Saturday 2 March 2013

Noodle Soup (Again).


Living with my Dad is acting like culinary kryptonite at the moment. Most people laugh at me when they learn that my average day involves my Dad and I pinging each other emails across London with subject lines such as 'yummy' and 'lets make this' followed by an evening of cooking and watching  the Good Food channel, all the time discussing how friggin' awesome what we've cooked that day is. If I say so myself we are probably the best fed pair of workers in SW London - at the moment Monday seems to be the day for our version of the Olympics.
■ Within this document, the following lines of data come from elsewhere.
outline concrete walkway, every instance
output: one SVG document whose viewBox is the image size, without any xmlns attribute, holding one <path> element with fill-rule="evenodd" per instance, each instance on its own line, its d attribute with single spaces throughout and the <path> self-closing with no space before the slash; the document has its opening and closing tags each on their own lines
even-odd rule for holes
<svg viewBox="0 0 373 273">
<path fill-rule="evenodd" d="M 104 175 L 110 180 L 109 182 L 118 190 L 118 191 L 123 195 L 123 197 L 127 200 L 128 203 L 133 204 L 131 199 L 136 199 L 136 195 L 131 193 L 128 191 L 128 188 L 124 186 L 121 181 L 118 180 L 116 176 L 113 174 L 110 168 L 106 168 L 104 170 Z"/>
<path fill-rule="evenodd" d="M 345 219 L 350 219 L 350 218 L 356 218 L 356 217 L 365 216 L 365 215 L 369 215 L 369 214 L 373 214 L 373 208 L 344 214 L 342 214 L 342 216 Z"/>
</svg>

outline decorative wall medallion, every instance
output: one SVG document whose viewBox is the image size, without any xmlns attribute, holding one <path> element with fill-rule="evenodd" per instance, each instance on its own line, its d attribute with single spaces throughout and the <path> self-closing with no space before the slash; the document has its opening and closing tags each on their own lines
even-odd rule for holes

There are a fair amount of noodle soup recipes on this blog. This is something I refuse to apologise for because, you know what? There is about to be another. This one sits somewhere between Vietnamese, Thai and Schezuan (I think) and was the product of one of mine and my fathers rather elaborate Monday evenings. It is a feast of textures and layers of flavor and is yours to do what you will with, whether you want it more lime-y or chilli hot etc.

Serves 2

For the Chicken:
4 x Chicken thighs, skinned, boned and blitzed in the food processor
2 tbsp flavorless oil
a good handful of sesame seeds
1 tbsp of runny honey

For The Paste:
1 stick of lemongrass, outer woody leaves removed
thumb sized piece of ginger
2 fat garlic cloves
1 hot red chili

For the noodle soup:
1/2 tin of coconut milk
500ml good chicken stock
juice of 2 limes
2 tbsp soy sauce
bunch of mint finely chopped
a few spring onions shredded
2 bok choy
1/2 a red pepper in slices
rice noodles for two

Firstly get a frying pan on to heat to get screaming hot  - while you wait blitz the ingredients for the spice paste in a processor.

When the frying pan is hot fry the chicken in the oil, smashing it up into the consistency of a course mince. Keep frying and tossing until it goes golden and crunchy.


Add the sesame seeds to toast off and then for the last 30 second stir in the honey ensuring it coats the chicken. Turn out onto some kitchen paper to drain off any excess fat.

Now in a big pan or wok in a little more oil sweat off the spice paste and when fragrant add all the liquids and the noodles. When the noodles are nearly done add the other veg to lightly soften.


Ladle into big bowls and top with the chicken, mint and spring onions.